Service keeps restarting. Check journalctl -u <name> -n 100. Usually an environment variable is missing, the working directory does not exist, or a config file path is wrong. The restart loop is the symptom; the actual error is in the log above the “Stopped” line.

start-limit-hit. Too many restart failures in a short window. Systemd gives up and marks the unit failed. Fix the underlying issue, then:

sudo systemctl reset-failed ticktick-mcp
sudo systemctl start ticktick-mcp

Binary not found. Type=simple with a relative path in ExecStart fails. Always use absolute paths. /usr/bin/node, not node. /home/user/app/run.sh, not ./run.sh. WorkingDirectory sets the CWD for the process, but the binary lookup happens before that.

Permission denied on write. You added ProtectSystem=strict and forgot to put the log directory in ReadWritePaths=. Either add it or drop the strict mode until the app works.

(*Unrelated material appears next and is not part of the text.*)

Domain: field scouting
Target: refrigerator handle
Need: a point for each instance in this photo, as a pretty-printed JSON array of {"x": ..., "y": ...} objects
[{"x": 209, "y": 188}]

When to use this pattern vs containers

Use systemd services when:

  • You run one or two hosts and you own them.
  • Your services are long-lived processes or scheduled jobs.
  • You want OS-level log aggregation and resource limits without extra tooling.
  • You need timezone-aware scheduling.

Use containers when:

  • You deploy the same workload across heterogeneous hosts or clouds.
  • Your CI pipeline produces container images as the release artifact.
  • You need strong process isolation for multi-tenant reasons.
  • Your team is larger than one and container orchestration is how you coordinate deployments.

For a single VPS running MCP servers, inference endpoints, and scheduled agents, systemd is enough. The tooling is already installed, the logs are already rotating, the reboot-survival story works by default.